How LLMs Think: The Invisible Engine Behind the Words

Introduction

Language models don’t “think” in the human sense. They don’t muse, reflect, or stew over questions. Instead, they predict. At their core, large language models (LLMs) like GPT operate on a principle that’s deceptively simple: given some input text, what’s the most likely next word? Let’s pull back the curtain to explore how LLMs generate responses that seem almost human—and what’s going on under the hood when they do.

Breaking Down the Process

Imagine a huge library. Each book in this library represents a snippet of human conversation, a blog post, a news article, or a novel. When you ask an LLM a question, it’s as if the model races through this library and begins assembling a new page—one letter, one word at a time—based on patterns it learned from reading every book in the collection.

The key is that the LLM doesn’t create this new page out of thin air. Instead, it relies on a mathematical understanding of word relationships. It knows that in English, certain words follow others more frequently. For instance, if you write,

“I’m going to the,” the model has learned from vast amounts of text that words like

  • “store” or
  • “park” or
  • “office”

are far more likely to come next than

  • “galaxy” or
  • “toaster.”

The AI is “thinking” something like:

store: 0.6 (60% likely)
park: 0.25 (25% likely)
office: 0.1 (10% likely)

galaxy: 0.03 (3% likely)
toaster: 0.02 (2% likely)

So tell the AI to “Act as an expert” – which weirdly works… here’s how and why that happens.

When we tell the AI to “act as an expert,” it essentially shifts its internal probabilities toward words that better fit the requested context. In our original example, the general-purpose prediction for “I’m going to the…” might lean heavily toward “store” or “park” because those words are more common in everyday language.

However, if we instruct the model to think like a medical professional or academic, those odds recalibrate. The AI “knows” from training that experts tend to use certain terms more often, so now “conference” or “seminar” might become 50% and 30% likely, respectively, while words like “store” drop down to 5%.

This dynamic adjustment of probabilities is why a simple prompt like “act as an expert” can so dramatically change the tone and content of the response—it’s not that the AI gains knowledge it didn’t already have, but rather that it reweights what it already knows to prioritize a more specialized vocabulary and phrasing. This shift gives the impression that the AI “understands” the role it’s playing, even though it’s really just recalculating which words are statistically most appropriate.

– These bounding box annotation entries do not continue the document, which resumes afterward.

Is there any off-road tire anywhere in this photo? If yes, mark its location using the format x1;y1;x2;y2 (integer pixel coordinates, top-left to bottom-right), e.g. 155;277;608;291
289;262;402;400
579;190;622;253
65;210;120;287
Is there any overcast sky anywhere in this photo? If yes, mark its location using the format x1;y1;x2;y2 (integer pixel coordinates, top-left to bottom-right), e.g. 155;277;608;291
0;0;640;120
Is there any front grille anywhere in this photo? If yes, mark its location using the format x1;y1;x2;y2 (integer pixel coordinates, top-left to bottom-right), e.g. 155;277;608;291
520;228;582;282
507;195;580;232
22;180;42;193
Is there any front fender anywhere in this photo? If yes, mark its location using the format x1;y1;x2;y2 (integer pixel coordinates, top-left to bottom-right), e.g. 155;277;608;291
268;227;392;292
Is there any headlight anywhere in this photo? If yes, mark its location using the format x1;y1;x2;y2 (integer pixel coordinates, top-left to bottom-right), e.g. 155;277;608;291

Comparison of word probability distributions between normal mode and expert mode in language models
Figure 2: How ‘Act as an Expert’ reshapes probability distributions for word prediction

Inside the Model: Layers of Understanding

To generate a response, the LLM passes your input through a series of layers, each designed to refine its “understanding” of context. These layers are part of a neural network, which is essentially a web of interconnected mathematical nodes. Each layer helps the model:

  1. Grasp the meaning of your input by looking at individual words and their relationships.
  2. Analyze the overall structure of the sentence and the tone you’re using.
  3. Consider what’s most relevant or coherent to say next.
  4. Predict the next token (a word or piece of a word) and then repeat this process step by step until a complete response is formed.

Diagram: The Flow of a Thought

A flow diagram showing how language models process text through transformer layers to generate responses
Figure 1: The LLM Thought Process – Input text flows through transformer layers to generate probabilistic outputs

Why It Feels Like Thinking

What makes this process so fascinating is that when you interact with an LLM, you’re seeing the result of billions of calculations distilled into a coherent response. It’s not thinking, but it’s also not entirely random. It’s the result of patterns learned from human language—patterns that mimic reasoning, recall, and creativity.

When an LLM responds with insight or humor, it’s because those same patterns appear in the vast data it was trained on, not because the model itself is “aware” of what it’s saying.

Conclusion: Beyond the Illusion

LLMs operate in the space between mechanics and magic. They don’t feel, think, or plan the way we do, but they can echo the structures of human thought so convincingly that we’re tempted to attribute intelligence to them.

By demystifying their process, we see that the real marvel isn’t that they think like humans, but that a structured cascade of probabilities can produce such fluent and engaging responses that appear as “intelligent.” Perhaps we’ve unlocked something about our understanding of our own thought process.